News
Rama Visits S. Korea to Learn Garbage-Fueled Plant
●Incheon City in South Korean opened the world’s largest garbage-fueled power plant that saved thousands of barrels of fuel a year.
Cebu City Mayor Michael Rama want to follow the lead how the South Korean officials make use of their abandoned landfills that is why he flew to the Incheon Metropolitan City last Saturday.
Rama said officials of Incheon City headed by Mayor Yoo Jeong-bok invited him to visit their place — a metropolitan city and also a major seaport on the west coast of South Korea, near Seoul. The city then called Chemulpo, had a population of only 4,700, but is now home to more than two million people.
The mayor is being accompanied by his cousin Rene Mercado, chairman of the Cebu Metropolitan Water District MCWD.
There have been several landfills in South Korea that experienced methane gas-related explosions generated from the decomposing garbage dumped in the sites.
In 2006, the South Korean city opened the world’s largest garbage-fueled power plant that saved thousands of barrels of fuel a year.

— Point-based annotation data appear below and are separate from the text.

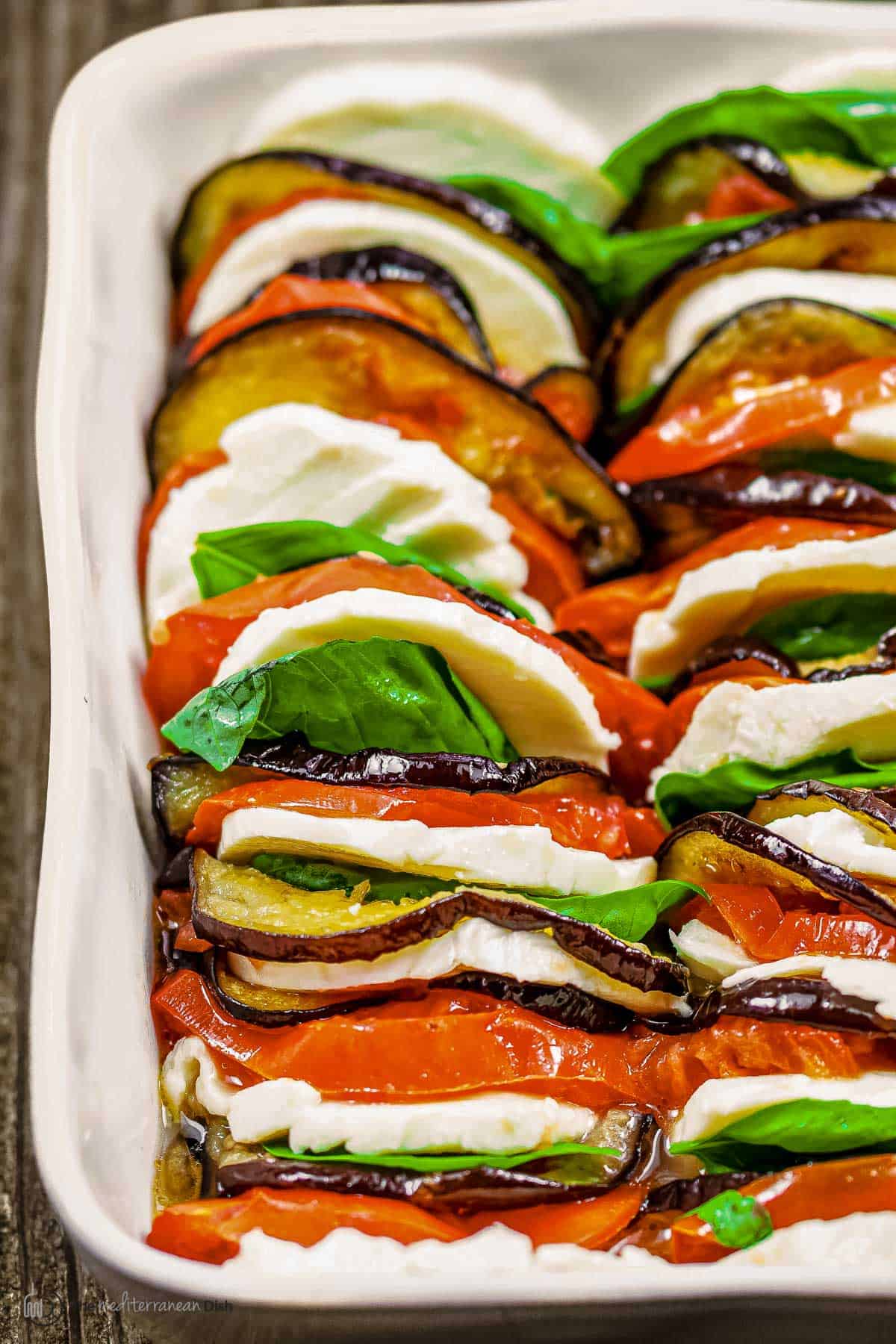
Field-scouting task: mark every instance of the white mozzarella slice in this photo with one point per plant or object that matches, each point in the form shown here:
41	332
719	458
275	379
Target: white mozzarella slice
709	953
729	594
536	698
871	433
391	87
509	856
494	1250
487	1122
300	461
859	1241
782	725
721	1101
721	299
842	839
524	322
872	980
473	945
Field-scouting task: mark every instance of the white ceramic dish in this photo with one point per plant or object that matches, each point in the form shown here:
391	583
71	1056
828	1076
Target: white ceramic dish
134	129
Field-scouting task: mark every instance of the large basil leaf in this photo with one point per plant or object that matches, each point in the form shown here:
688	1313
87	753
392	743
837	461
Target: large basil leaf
617	267
626	914
444	1162
735	785
235	556
770	1137
848	124
829	626
343	697
830	461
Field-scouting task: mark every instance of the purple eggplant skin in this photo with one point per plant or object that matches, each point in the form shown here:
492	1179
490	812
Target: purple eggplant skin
467	1191
704	840
371	267
803	999
374	768
867	208
727	497
758	159
564	1004
492	218
684	1195
626	962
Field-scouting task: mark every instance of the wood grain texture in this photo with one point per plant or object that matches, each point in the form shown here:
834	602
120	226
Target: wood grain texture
43	43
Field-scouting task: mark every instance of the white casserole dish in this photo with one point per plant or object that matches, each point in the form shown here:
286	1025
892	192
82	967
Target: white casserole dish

The 50-megawatt plant sits on a mammoth garbage dump in Incheon.
Mayor Rama is hoping that he could copy the idea on operating the garbage-fueled power plant or how Korean officials manage their old landfills.
“Anugon kaayo na’ng atong old landfill sa Inayawan kun dili magamit kay 16 ka hektaryas gud na,” Rama said. The old sanitary landfill in Inayawan is just being used as a garbage transfer station.
Rama has directed the Department of Public Services to stop disposing garbage in the said landfill because it already exceeded the capacity.
Smaller garbage trucks collect wastes from the barangays and transport them to the Inayawan Landfill before the garbage are transferred to bigger trucks, which will transport them to a private landfill in Consolacion town.